As temperatures in Atlanta plummeted over the last couple of days, and with up to four inches of snow expected today, the most vibrant sign of life in Super Bowl city has been the ABC network stand in the media room. As everyone else shivers, the ABC folk whistle as they work.
The network stands to raise $130 million from advertising revenue during Sunday's game, a harvest which will bring blushes to the faces of Rupert Murdoch's Fox executives who broadcast the event last year. ABC's take is a 38 per cent increase on the Fox haul.
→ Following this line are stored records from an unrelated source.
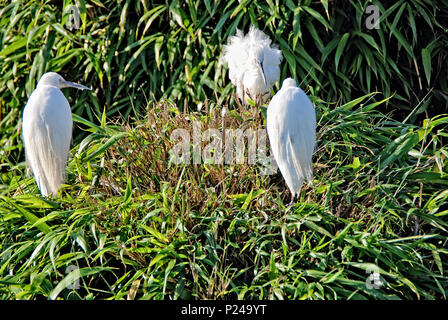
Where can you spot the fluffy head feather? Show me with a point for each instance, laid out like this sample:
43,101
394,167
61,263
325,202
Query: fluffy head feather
254,66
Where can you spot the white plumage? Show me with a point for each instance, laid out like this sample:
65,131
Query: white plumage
254,66
291,126
47,131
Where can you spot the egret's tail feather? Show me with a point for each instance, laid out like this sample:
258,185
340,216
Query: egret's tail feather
47,167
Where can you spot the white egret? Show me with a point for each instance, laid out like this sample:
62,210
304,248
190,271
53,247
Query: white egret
47,131
291,126
253,64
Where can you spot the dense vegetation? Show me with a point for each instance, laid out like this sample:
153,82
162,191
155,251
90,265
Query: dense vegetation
131,224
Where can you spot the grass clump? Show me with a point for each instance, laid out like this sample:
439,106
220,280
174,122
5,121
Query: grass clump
130,224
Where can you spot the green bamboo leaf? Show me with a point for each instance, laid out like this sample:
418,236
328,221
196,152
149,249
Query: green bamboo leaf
340,48
73,277
426,58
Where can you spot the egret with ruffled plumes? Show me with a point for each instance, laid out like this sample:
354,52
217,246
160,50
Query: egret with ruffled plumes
254,65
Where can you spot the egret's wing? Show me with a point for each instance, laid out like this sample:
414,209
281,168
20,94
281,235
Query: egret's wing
47,128
292,134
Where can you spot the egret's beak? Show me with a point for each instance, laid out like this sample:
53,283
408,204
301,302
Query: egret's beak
67,84
260,68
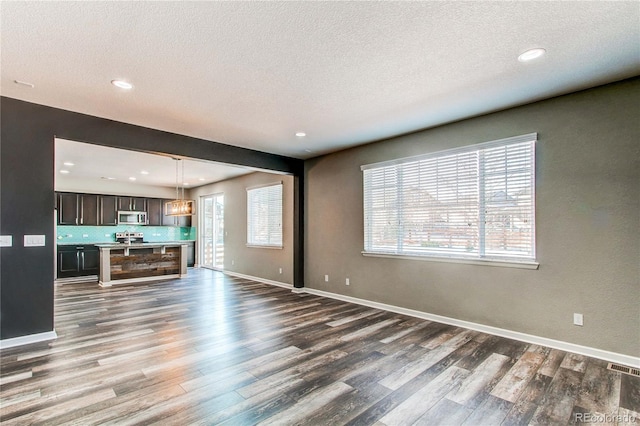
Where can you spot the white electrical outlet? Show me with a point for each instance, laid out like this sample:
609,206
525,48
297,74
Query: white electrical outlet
34,240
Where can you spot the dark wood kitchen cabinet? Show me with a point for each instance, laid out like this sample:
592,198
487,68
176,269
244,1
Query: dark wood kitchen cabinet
77,209
88,209
108,210
133,204
78,260
155,211
67,206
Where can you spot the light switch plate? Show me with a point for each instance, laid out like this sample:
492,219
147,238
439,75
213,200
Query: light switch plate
34,240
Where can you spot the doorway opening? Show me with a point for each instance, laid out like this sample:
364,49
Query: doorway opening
212,241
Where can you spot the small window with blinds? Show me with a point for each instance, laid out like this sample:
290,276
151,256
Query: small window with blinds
264,216
475,202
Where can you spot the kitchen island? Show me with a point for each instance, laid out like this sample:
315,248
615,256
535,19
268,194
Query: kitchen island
122,263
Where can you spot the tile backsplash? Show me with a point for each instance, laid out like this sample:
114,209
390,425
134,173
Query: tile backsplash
107,234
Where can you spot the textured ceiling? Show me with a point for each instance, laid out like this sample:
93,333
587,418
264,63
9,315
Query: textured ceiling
252,74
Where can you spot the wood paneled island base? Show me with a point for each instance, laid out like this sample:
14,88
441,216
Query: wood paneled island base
123,264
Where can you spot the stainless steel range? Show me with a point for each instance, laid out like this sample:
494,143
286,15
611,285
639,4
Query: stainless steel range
128,237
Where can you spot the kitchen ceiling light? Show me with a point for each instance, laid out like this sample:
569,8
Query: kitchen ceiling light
179,206
531,54
122,84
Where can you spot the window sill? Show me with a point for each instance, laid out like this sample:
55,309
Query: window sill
269,247
521,264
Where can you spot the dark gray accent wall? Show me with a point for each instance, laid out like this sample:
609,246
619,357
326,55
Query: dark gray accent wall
588,225
27,195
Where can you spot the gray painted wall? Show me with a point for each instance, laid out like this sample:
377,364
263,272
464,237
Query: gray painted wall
588,225
257,262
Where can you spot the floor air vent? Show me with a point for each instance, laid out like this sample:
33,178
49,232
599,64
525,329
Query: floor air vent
623,369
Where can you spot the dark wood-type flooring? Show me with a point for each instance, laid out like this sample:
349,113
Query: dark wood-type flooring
211,349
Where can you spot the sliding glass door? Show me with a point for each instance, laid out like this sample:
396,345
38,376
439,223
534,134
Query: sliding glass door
212,237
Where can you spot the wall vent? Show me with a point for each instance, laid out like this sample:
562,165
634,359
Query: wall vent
624,369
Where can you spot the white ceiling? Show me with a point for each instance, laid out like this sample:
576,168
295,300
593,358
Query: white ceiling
251,74
95,163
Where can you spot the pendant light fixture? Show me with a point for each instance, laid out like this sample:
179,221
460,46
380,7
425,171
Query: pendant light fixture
179,206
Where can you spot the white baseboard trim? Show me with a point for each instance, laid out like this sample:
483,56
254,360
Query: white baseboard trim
26,340
261,280
509,334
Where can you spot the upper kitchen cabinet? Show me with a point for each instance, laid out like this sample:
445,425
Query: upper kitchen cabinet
108,210
77,209
155,211
67,205
134,204
88,206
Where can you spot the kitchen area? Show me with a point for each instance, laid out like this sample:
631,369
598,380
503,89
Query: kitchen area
117,239
124,216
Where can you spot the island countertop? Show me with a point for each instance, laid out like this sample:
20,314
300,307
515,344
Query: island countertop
122,263
141,245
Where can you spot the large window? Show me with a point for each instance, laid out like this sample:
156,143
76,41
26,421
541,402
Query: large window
476,202
264,216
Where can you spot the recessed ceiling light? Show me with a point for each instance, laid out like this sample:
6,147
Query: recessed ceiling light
24,83
122,84
531,54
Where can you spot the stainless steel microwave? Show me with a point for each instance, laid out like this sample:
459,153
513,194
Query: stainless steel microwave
132,218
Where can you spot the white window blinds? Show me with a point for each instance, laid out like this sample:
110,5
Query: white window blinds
476,202
264,216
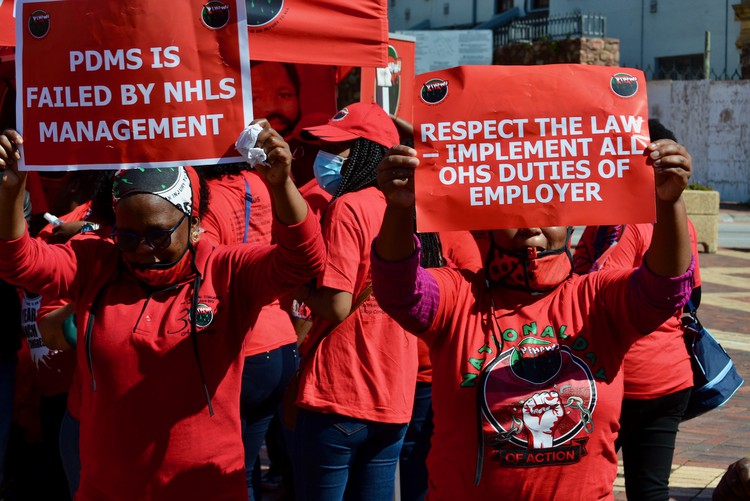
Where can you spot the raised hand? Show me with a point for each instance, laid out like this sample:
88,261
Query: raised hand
396,176
541,414
673,167
278,163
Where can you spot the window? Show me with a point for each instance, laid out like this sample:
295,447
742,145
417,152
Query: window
503,5
688,67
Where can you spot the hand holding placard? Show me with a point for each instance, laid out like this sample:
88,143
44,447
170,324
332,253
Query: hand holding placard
673,167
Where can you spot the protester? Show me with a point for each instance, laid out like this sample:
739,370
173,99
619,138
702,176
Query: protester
658,375
276,94
161,322
241,212
357,385
526,381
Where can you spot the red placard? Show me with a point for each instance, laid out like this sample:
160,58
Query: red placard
396,98
154,84
331,32
7,23
532,146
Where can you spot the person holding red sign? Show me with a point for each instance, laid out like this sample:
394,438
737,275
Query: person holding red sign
525,354
162,317
359,366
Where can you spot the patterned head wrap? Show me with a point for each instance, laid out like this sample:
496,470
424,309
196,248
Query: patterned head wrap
177,185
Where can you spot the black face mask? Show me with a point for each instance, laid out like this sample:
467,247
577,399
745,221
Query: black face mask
528,270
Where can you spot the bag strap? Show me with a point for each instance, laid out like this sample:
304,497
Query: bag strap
361,298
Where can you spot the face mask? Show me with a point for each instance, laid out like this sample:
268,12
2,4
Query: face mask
160,275
327,169
531,271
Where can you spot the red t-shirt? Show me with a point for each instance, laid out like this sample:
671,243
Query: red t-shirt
317,197
462,249
145,428
549,423
658,364
367,367
241,211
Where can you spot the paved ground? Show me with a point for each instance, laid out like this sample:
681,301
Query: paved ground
708,444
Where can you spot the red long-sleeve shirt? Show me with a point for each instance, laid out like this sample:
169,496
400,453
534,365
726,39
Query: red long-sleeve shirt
146,432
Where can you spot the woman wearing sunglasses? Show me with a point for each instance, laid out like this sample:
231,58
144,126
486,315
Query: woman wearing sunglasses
161,320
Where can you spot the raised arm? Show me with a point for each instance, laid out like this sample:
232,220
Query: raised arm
396,180
405,290
669,253
289,206
12,222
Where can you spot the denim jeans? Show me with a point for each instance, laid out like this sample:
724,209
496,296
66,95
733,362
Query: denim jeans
264,378
337,457
413,467
7,373
70,453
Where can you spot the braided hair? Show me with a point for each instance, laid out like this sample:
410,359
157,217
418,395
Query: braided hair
361,171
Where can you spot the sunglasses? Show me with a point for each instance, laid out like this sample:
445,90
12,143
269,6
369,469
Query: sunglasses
156,239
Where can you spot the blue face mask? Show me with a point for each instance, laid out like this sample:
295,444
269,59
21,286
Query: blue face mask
327,169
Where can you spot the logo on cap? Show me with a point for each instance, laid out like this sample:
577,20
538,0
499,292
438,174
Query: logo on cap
215,14
434,91
342,113
624,85
262,12
39,24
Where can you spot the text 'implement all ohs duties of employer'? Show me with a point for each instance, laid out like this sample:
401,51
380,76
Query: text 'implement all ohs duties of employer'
560,147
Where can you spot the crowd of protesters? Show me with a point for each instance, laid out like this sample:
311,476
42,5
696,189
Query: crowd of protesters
163,310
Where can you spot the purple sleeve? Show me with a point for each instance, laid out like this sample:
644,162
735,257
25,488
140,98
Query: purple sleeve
405,290
658,295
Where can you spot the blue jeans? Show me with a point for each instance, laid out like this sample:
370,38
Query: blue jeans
337,457
70,453
413,467
7,379
264,378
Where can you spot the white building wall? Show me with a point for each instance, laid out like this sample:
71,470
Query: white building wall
677,28
712,119
461,12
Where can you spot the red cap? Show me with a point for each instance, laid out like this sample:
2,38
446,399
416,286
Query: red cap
368,121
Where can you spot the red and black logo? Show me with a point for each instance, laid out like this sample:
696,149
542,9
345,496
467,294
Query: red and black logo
39,24
215,14
342,113
624,85
434,91
204,315
262,12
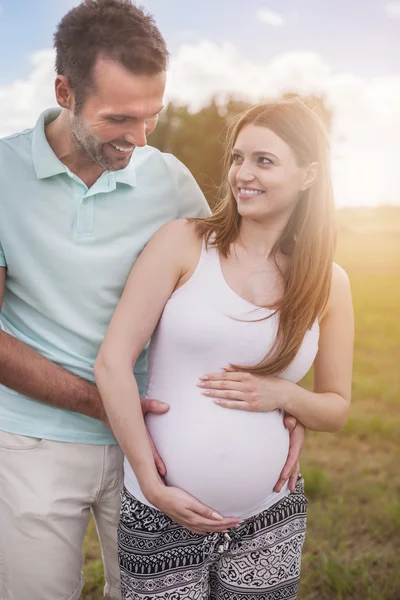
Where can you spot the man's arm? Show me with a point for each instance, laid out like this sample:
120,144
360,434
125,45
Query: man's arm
27,372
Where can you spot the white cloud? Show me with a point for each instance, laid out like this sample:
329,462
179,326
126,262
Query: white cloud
393,10
270,17
21,100
366,127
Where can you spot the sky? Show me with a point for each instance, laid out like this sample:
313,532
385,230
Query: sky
349,51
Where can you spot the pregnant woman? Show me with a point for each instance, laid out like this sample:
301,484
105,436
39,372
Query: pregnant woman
250,296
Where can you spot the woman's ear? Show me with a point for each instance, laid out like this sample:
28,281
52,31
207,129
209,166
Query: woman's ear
310,176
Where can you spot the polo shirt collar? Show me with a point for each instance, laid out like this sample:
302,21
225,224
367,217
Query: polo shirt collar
46,163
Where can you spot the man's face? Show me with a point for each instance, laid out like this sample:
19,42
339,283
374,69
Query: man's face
118,113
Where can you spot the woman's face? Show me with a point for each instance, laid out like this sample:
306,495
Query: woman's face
264,176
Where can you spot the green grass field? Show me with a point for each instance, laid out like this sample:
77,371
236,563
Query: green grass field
352,478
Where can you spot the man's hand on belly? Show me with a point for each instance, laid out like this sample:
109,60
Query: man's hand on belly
158,408
291,467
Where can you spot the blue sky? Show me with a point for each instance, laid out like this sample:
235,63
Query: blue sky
350,35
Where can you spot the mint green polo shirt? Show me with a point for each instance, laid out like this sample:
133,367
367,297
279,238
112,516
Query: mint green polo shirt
68,251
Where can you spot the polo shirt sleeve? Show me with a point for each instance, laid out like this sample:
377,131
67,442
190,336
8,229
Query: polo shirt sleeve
2,257
192,202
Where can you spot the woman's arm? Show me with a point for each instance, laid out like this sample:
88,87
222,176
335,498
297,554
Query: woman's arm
326,407
149,286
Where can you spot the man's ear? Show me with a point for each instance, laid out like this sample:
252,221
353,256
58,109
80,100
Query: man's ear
310,176
64,94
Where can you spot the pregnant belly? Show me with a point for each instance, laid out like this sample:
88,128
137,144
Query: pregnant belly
230,460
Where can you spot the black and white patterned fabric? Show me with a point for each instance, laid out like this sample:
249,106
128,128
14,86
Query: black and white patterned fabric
259,560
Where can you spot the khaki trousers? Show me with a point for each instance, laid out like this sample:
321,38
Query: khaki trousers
47,491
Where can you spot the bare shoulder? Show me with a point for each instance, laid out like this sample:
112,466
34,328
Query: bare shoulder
177,241
340,292
340,279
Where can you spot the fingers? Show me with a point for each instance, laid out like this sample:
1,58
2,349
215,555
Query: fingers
235,404
206,517
294,476
161,468
227,376
226,395
290,422
153,406
224,385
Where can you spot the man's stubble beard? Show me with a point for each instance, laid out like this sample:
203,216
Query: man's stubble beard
84,141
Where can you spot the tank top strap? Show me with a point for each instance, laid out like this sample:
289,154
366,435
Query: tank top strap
207,273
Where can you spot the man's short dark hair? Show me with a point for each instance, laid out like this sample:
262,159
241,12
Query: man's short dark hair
112,29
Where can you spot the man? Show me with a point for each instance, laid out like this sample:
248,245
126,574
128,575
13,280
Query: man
81,194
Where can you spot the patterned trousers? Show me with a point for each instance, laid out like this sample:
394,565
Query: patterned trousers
258,560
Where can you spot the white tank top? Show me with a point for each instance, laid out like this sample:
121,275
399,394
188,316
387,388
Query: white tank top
229,459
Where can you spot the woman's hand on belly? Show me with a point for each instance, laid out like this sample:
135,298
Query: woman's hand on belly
186,510
245,391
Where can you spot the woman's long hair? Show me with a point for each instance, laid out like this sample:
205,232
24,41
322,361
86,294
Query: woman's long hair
309,236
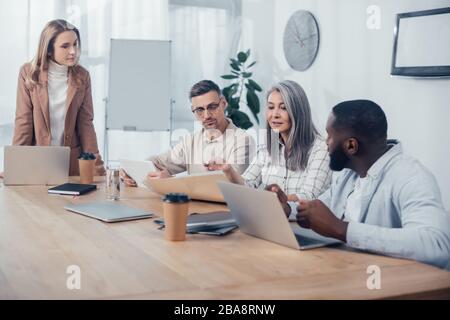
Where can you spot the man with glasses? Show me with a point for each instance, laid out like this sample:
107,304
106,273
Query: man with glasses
218,139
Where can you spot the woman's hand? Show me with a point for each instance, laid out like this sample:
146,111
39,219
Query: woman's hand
100,170
162,173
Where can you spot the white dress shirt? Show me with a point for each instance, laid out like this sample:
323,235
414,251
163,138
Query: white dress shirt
57,96
353,207
234,146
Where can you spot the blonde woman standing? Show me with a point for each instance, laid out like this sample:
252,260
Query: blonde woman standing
54,99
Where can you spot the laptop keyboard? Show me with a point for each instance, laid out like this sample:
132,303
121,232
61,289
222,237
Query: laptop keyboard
305,241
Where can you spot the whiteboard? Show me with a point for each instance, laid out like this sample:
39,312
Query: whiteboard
139,85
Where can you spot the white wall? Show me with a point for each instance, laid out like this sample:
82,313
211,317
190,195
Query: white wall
354,62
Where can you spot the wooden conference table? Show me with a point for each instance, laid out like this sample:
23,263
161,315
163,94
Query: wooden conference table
39,240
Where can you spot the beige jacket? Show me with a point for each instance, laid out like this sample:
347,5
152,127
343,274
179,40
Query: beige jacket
32,124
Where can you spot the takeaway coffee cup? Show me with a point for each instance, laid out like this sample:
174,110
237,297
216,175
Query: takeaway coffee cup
175,207
87,168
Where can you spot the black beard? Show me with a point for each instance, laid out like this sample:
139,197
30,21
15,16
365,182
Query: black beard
338,159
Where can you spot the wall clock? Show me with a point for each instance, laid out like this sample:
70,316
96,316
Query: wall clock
301,40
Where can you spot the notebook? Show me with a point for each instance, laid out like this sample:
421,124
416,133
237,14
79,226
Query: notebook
213,223
108,211
74,189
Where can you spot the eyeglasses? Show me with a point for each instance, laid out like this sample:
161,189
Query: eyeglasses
211,108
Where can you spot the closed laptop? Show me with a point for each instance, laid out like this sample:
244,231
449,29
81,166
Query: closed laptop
36,165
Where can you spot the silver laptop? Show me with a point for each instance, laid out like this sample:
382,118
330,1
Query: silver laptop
108,211
35,165
259,213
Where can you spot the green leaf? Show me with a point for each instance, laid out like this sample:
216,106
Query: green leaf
253,103
233,103
235,66
235,61
254,85
251,64
241,120
229,76
242,57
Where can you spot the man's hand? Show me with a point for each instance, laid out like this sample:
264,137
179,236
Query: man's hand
162,173
217,164
127,179
315,215
282,197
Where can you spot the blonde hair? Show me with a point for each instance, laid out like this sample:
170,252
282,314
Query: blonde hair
46,47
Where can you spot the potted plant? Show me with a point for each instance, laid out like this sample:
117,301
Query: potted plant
241,82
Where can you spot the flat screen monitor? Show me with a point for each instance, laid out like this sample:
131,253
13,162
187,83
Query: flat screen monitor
422,44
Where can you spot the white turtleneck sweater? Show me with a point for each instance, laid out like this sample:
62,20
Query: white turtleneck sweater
57,96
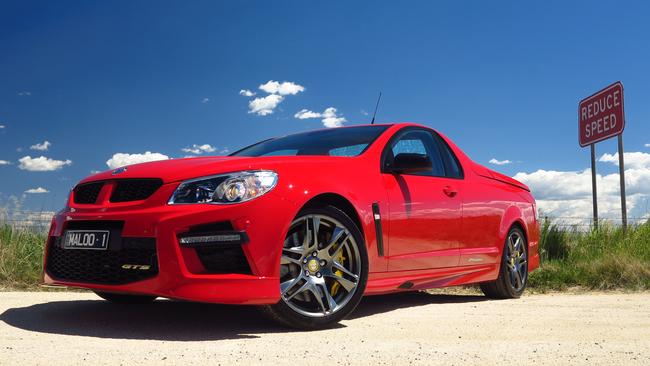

The event is expected to draw up to 130 million viewers, yet ABC's advertising windfall comes just 12 months after Fox received one of the lowest viewing numbers in years for a Super Bowl. This year's competing sides, the St Louis Rams and the Tennessee Titans, both come from relatively small markets.
ABC have cashed in on the dot.com craze, however, allowing the Web folk to push the price of a 30-second Super Bowl advertising slot up from $2.2 million last year to $3 million this year. Fifteen of the 33 advertisers during Sunday's game will be directly selling Web-related product.
The price being paid by the new media gurus has scared off many traditional Super Bowl advertisers, such as Nike, Nissan and McDonalds.
What's more, ABC have played hardball with the technofolk by making many e-commerce companies cough up in advance for the advertising slots.
ABC's director of NFL sales, Larry Fried, was quoted this week on the break with traditional practices. "For new companies we have asked for the money up front." That goes for any advertiser "who doesn't have particularly good credit or has no payment history".
The craze for Super Bowl advertising slots has been driven partly by the immense success of two ads which debuted at last year's Super Bowl on behalf of Hotjobs.com and their rivals Monster.com.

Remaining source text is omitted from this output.